How well a single-track linear model captures the lateral dynamics of long combination vehicles
Published in Vehicle System Dynamics, 2019
M. M. Islam, N. Fröjd, S. Kharrazi, B. Jacobson
In VTM, payload heights are defined as the vertical height of the upper surface of box-type payloads measured from ground. These are independent parameters. In this paper, within each vehicle considered, all the payloads are of box-type with uniform density and the height of each payload takes equal values within a given combination vehicle. For the test vehicle, takes the value of 1.6 m in all three units. In VTM, all the corresponding depended parameters, e.g. mass-moment of inertia etc., are calculated automatically when the vehicle masses and dimension and the payload mass and distribution for all the vehicle units are given.

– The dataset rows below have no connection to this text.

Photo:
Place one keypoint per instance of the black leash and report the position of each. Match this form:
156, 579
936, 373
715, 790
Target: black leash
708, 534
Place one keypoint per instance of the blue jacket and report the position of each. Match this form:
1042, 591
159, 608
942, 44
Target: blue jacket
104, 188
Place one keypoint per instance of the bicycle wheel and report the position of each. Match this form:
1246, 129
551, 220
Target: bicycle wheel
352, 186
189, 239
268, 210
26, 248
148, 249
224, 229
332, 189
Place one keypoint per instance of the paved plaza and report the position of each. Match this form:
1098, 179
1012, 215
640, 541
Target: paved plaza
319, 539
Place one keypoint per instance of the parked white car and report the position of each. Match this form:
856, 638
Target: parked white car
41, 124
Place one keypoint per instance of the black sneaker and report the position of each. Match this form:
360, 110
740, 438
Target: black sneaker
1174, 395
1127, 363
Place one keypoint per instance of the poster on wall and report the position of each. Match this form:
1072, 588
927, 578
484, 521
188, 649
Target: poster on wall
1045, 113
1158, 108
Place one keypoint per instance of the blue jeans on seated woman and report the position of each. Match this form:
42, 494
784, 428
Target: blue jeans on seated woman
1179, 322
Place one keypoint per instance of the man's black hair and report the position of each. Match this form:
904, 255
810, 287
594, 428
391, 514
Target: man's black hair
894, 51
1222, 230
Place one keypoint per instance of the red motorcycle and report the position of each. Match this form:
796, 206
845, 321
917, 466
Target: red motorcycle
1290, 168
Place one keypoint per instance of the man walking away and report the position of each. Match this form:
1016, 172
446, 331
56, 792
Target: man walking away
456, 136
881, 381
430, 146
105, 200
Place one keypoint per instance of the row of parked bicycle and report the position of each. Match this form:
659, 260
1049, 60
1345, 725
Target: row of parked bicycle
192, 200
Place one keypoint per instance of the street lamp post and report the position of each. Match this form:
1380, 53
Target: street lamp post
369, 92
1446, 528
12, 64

The VTM model with the nonlinear Pacejka PAC2002 tire [43] was numerically simulated with the random steering input, recorded during the physical test at the test track, in computer and the results were compared. The benchmark comparison between the simulation and physical test results is shown in Figure 3(b), which indicates the validity of the high-fidelity VTM model. A certain fitting of the tire cornering stiffness was needed.